The word “dazzling” doesn’t appear enough in the Bible, in my opinion. Nor do “marvelous,” “enchanting,” “super” or other movie poster adjectives. No wonder people think it’s a dull book, full of platitudes and proscriptions. But we do get dazzled in this week’s story – blindingly so.
Now about eight days after these sayings Jesus took with him Peter and John and James, and went up on the mountain to pray. And while he was praying, the appearance of his face changed, and his clothes became dazzling white.
It’s funny how you can read a story a hundred times and form one view, and on the 101st reading suddenly see it in a new way. I’ve always thought Jesus was somehow glowing, radiating light from within, as though the veil of his human body became translucent and revealed his form as pure energy. Maybe. But it’s always bothered me that his clothes became dazzling white. How would light from within do that?
Today it occurred to me that maybe he was reflecting the light of God, suddenly revealed up there on that mountain, that God was both within Jesus and without, all around.
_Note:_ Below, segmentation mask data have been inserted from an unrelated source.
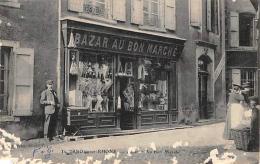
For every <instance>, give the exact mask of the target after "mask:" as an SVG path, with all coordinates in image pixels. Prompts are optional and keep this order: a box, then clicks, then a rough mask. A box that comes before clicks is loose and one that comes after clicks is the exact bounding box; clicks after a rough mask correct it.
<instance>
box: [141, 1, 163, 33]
mask: <svg viewBox="0 0 260 164" xmlns="http://www.w3.org/2000/svg"><path fill="white" fill-rule="evenodd" d="M145 1H147V2H148V7H147V8H148V11H145V10H144V4H145ZM155 1H157V2H155ZM152 4H157V10H158V11H157V14H156V13H153V11H152ZM160 5H161V3H160V0H143V26H148V27H154V28H161V26H162V25H161V22H160V20H161V19H162V18H160V16H161V12H162V11H161V9H160ZM145 13H146V14H148V24H146V21H145V17H144V14H145ZM156 15H157V24H155V25H152V23H151V22H152V16H156Z"/></svg>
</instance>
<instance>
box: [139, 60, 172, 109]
mask: <svg viewBox="0 0 260 164" xmlns="http://www.w3.org/2000/svg"><path fill="white" fill-rule="evenodd" d="M164 68H165V64H164V63H163V61H156V60H152V59H149V60H148V59H139V61H138V80H139V91H140V92H139V102H138V108H140V109H142V110H147V111H154V110H168V72H167V71H166V69H164Z"/></svg>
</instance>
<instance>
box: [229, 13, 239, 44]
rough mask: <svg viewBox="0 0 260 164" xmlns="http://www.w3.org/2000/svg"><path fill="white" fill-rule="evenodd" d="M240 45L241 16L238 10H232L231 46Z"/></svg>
mask: <svg viewBox="0 0 260 164" xmlns="http://www.w3.org/2000/svg"><path fill="white" fill-rule="evenodd" d="M238 46H239V16H238V13H237V12H234V11H231V12H230V47H238Z"/></svg>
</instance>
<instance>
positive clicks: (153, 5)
mask: <svg viewBox="0 0 260 164" xmlns="http://www.w3.org/2000/svg"><path fill="white" fill-rule="evenodd" d="M151 12H152V13H153V14H158V3H152V7H151Z"/></svg>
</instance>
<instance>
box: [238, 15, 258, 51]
mask: <svg viewBox="0 0 260 164" xmlns="http://www.w3.org/2000/svg"><path fill="white" fill-rule="evenodd" d="M242 16H244V17H247V18H248V17H250V26H251V27H250V30H249V32H250V34H244V35H249V37H251V38H249V40H248V41H249V45H242V44H241V38H244V37H242V36H241V35H242V34H241V24H240V22H241V19H242V18H241V17H242ZM244 19H245V18H244ZM254 19H255V14H253V13H248V12H240V13H238V22H239V23H238V25H239V31H238V39H239V43H238V45H239V47H253V46H254ZM242 26H243V25H242Z"/></svg>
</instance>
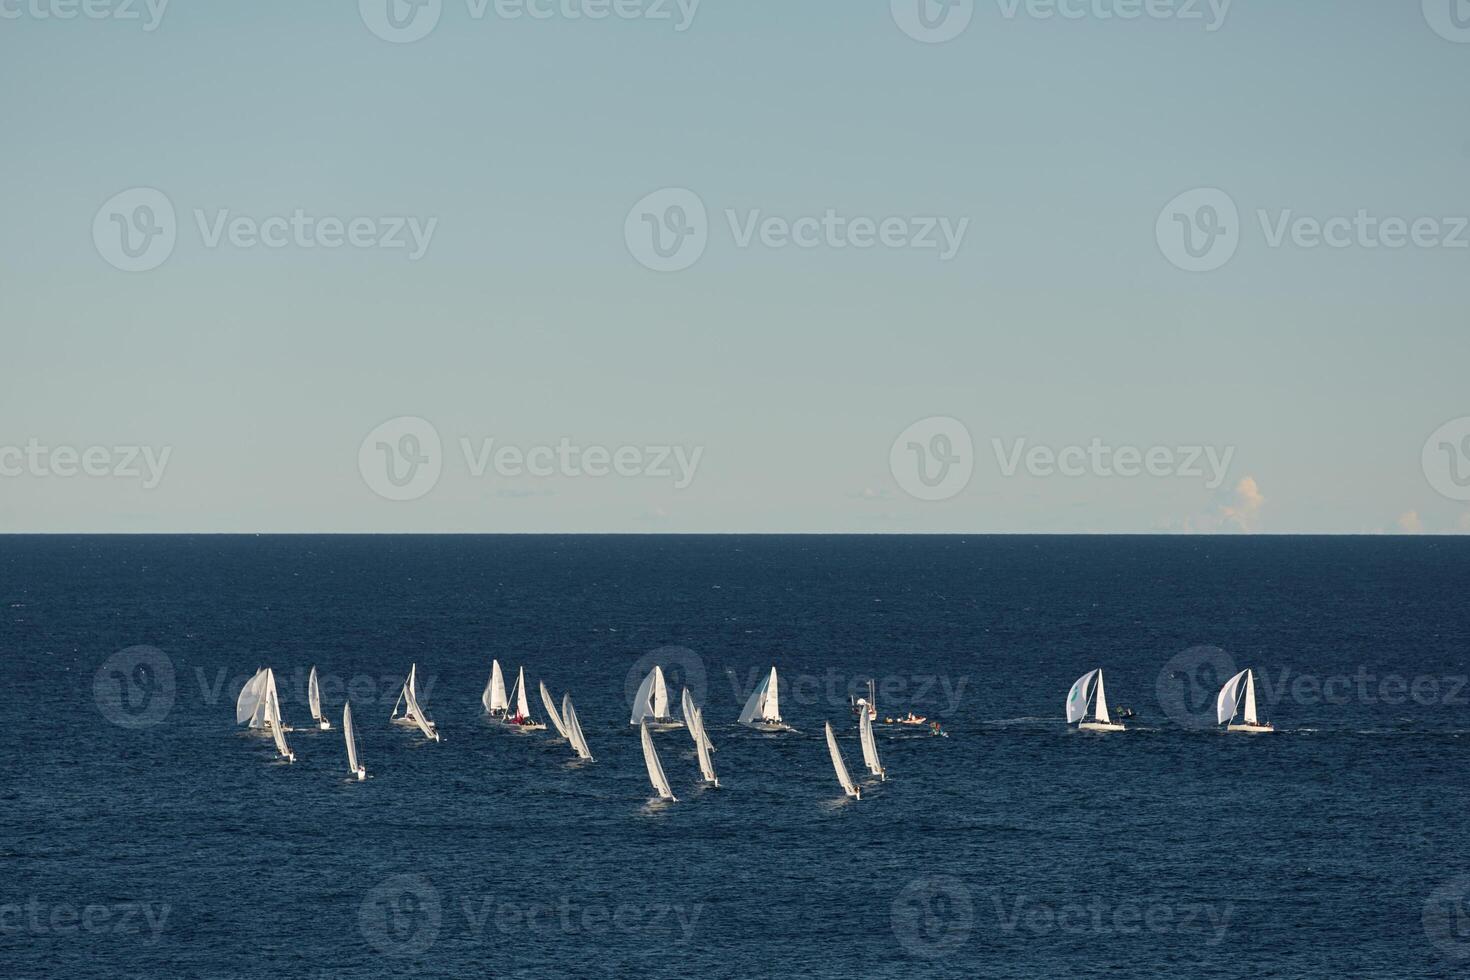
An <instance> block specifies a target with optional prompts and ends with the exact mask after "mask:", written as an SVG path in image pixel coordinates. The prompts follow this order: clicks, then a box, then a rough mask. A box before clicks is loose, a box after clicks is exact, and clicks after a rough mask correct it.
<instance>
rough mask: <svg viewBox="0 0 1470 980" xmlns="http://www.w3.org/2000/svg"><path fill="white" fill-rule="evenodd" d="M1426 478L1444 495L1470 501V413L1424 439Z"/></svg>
mask: <svg viewBox="0 0 1470 980" xmlns="http://www.w3.org/2000/svg"><path fill="white" fill-rule="evenodd" d="M1420 463H1421V464H1423V467H1424V479H1427V480H1429V485H1430V486H1433V488H1435V492H1438V494H1439V495H1441V497H1448V498H1449V500H1460V501H1470V416H1466V417H1461V419H1451V420H1449V422H1446V423H1445V425H1442V426H1439V428H1438V429H1435V432H1433V435H1430V436H1429V439H1426V441H1424V450H1423V453H1421V454H1420Z"/></svg>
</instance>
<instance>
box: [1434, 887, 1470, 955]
mask: <svg viewBox="0 0 1470 980" xmlns="http://www.w3.org/2000/svg"><path fill="white" fill-rule="evenodd" d="M1423 924H1424V936H1427V937H1429V942H1432V943H1435V948H1436V949H1439V952H1441V954H1444V955H1445V958H1448V959H1454V961H1455V962H1464V961H1466V959H1470V874H1461V876H1458V877H1454V879H1451V880H1449V882H1445V883H1444V884H1441V886H1439V887H1436V889H1435V890H1433V892H1430V895H1429V899H1427V901H1426V902H1424V915H1423Z"/></svg>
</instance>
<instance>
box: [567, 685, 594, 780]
mask: <svg viewBox="0 0 1470 980" xmlns="http://www.w3.org/2000/svg"><path fill="white" fill-rule="evenodd" d="M562 717H563V718H564V720H566V741H567V742H570V743H572V748H573V749H576V754H578V755H579V757H581V758H585V760H587V761H589V763H591V761H594V760H592V749H589V748H588V746H587V738H585V736H584V735H582V723H581V721H578V720H576V708H573V707H572V695H569V693H566V695H562Z"/></svg>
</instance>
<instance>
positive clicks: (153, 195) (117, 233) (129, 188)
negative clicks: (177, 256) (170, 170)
mask: <svg viewBox="0 0 1470 980" xmlns="http://www.w3.org/2000/svg"><path fill="white" fill-rule="evenodd" d="M178 234H179V229H178V219H176V217H175V215H173V203H172V201H171V200H169V198H168V195H166V194H165V192H163V191H157V190H154V188H151V187H132V188H128V190H126V191H122V192H119V194H113V195H112V197H110V198H107V203H106V204H103V206H101V207H98V209H97V215H96V216H94V217H93V244H94V245H96V247H97V254H98V256H101V257H103V259H106V260H107V264H110V266H113V267H115V269H122V270H123V272H147V270H148V269H157V267H159V266H162V264H163V263H165V262H166V260H168V257H169V256H172V254H173V244H175V242H176V241H178Z"/></svg>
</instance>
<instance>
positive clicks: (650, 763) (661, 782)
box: [638, 721, 679, 802]
mask: <svg viewBox="0 0 1470 980" xmlns="http://www.w3.org/2000/svg"><path fill="white" fill-rule="evenodd" d="M638 735H639V738H641V739H642V743H644V764H645V765H647V767H648V782H650V783H653V788H654V790H657V793H659V796H661V798H663V799H672V801H673V802H679V801H678V798H675V795H673V790H672V789H669V780H667V777H666V776H664V774H663V763H660V761H659V754H657V752H656V751H654V748H653V736H651V735H648V723H647V721H644V723H641V724H639V726H638Z"/></svg>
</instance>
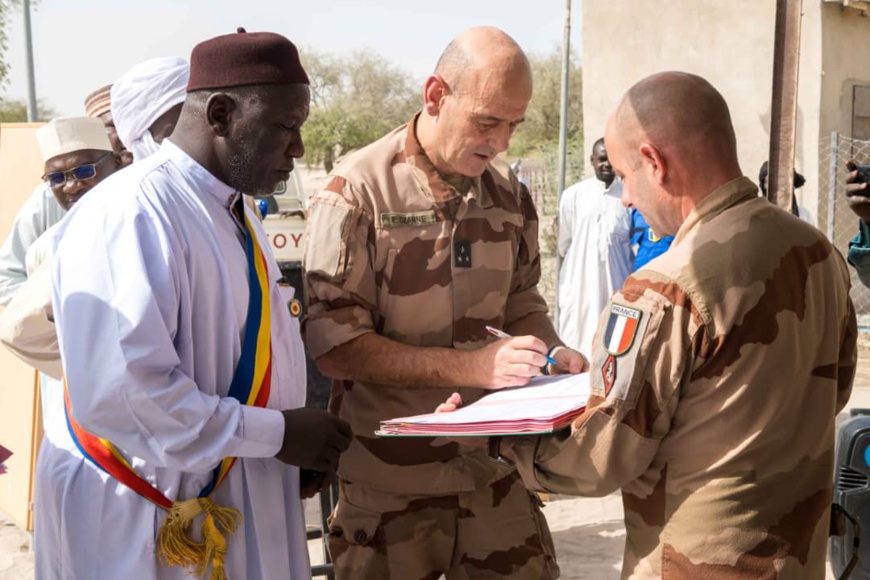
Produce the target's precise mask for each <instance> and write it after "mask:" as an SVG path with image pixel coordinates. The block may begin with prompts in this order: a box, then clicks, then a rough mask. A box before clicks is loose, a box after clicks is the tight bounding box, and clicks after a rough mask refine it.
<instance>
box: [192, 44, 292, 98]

The Exodus story (our Hebrew Bible reading Sunday) tells us that “Moses did not know that the skin of his face shone because he had been talking with God.” Maybe Jesus was reflecting light, not generating; reflecting enough light to make Jesus’ face look different, his whole being to dazzle.
What difference does it make, you may be asking, whether the light came from within or without? Not a lot. What interests me is whether and how we might reflect the light of God, since it can be dim inside us, and what it might do to our faces. I don’t mean that our faces will light up like Christmas trees in the presence of God – though that would surely get some attention. But what if others could see that we are reflecting a presence, a holiness, a power from outside us? I’ve been told that sometimes when I lead worship songs, my face glows, and sometimes when I pray for healing, I feel an exhilaration that must show on my face. Is that a tiny, tiny bit of what Jesus manifest that day?
Or perhaps you’ve known someone’s facial expressions to change when they’ve begun to center their lives on Christ. Our “default expressions,” which we sometimes catch in store windows or mirrors, often reflect care, or anxiety, or weariness, or bitterness. What if they reflected the love and grace and assurance of God?
How might that happen? I guess by spending more time intentionally in God’s presence, and letting that relationship shape us. It always seems to come back to that. Shedding our human nature and taking on God-Life doesn't come from a book or a building; it comes from relationship with Jesus.
I don’t know that we will see Jesus lit up this side of glory, but I do believe that his light reflected in us can be dazzling. So dare to dazzle!